Rodenticide, rat or mouse poison, is one of the most common poisonings among pets. There are different types of poison, knowing which one your pet ingested is extremely important. Having the packaging available or knowing the active ingredient when contacting your veterinarian is essential to the pet’s treatment. The amount and approximate time of ingestion is also helpful in determining the treatment course.
Rodenticide comes in a wide variety of color (green, blue, red, etc.) and in many forms (pellets, blocks, grain, etc.). Products that look the same or have a similar name may have different active ingredients. There are four common active ingredients in mouse and rat poisons: long-acting anticoagulants, cholecalciferol, bromethalin, and phosphides.
This is the most common and widely known type of rodenticide. The are several different active ingredients, all of which act like a blood thinner, preventing clotting, and can result in internal bleeding. When ingested, it typically takes 3-5 days before symptoms appear. Common signs include lethargy, coughing, difficulty breathing, weakness, pale gums, vomiting, nose bleeds, bruising, bloody urine, swollen joints or extremities, not eating, and bleeding from gums.
Treatment for this type of rodenticide includes Vitamin K, which supports the body’s natural blood clotting ability. Supportive care such as blood transfusions, IV fluids, and other treatments may be necessary depending on the severity of symptoms and amount of ingestion.
Rodenticides with bromethalin as the active ingredient cause brain swelling and neurological symptoms. This type of rodenticide does not have an antidote. Urgent veterinary care is crucial and may include decontamination, IV fluids, and special drugs to decrease brain swelling. Ingestion can cause serious, long term effects. Symptoms include lethargy, weakness, ataxia (acting uncoordinated), tremors, seizures, paralysis and even death.
Cholecalciferol is one of the most potent types of rodenticide. The active ingredient elevates the blood calcium to a dangerous level. If left untreated this can cause kidney failure. Signs may not show up for 1-3 days, by which time significant damage can already occur. Symptoms can include increased thirst and urination, lethargy, decreased appetite, and vomiting. Acute kidney failure can develop 2-3 days after ingestion. This form of rodenticide does not have an antidote and a small amount can cause severe clinical signs and death. Supportive care and hospitalization are required, but still may not produce a positive outcome.

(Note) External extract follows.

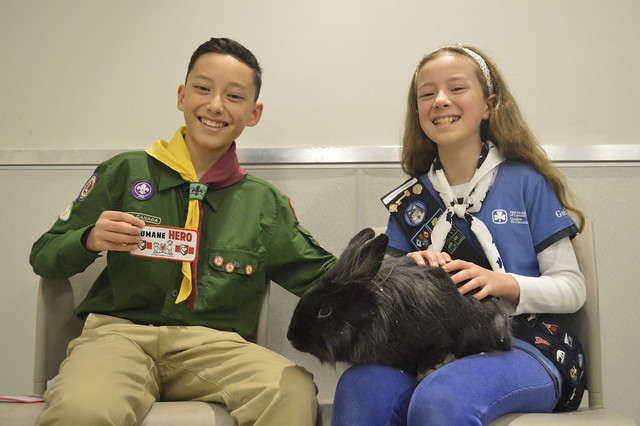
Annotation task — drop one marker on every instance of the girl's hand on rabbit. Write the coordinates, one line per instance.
(431, 258)
(489, 282)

Phosphides are commonly found in mole and gopher baits as well as rat and mouse poison. When mixed with stomach acid the deadly phosphine gas is released. Food in the stomach increases the amount of gas produced. A very small amount of phosphides can cause severe poisoning and immediate veterinary care is required. Extreme caution must be taken as the vomit from a patient will release the poisonous gas and is dangerous to humans as well. Inducing vomiting is better left to veterinary professional, but if vomiting occurs, keep the pet and yourself in a well-ventilated area. Administration of antacids can decrease the amount of gas produced. Symptoms of ingestion include drooling, nausea, stomach bloating, vomiting, abdominal pain, shock, collapse, seizure, liver damage, lung damage, and death.
If you believe your pet has ingested any poison or toxin, have the label or packaging available and contact an emergency veterinarian or the Pet Poison Helpline immediately. Never give home remedies like milk or food without consulting a veterinarian or Pet Poison Helpline specialist first. Likewise, never induce vomiting in your dog or cat without consultation, as it can be more dangerous to your pet and you.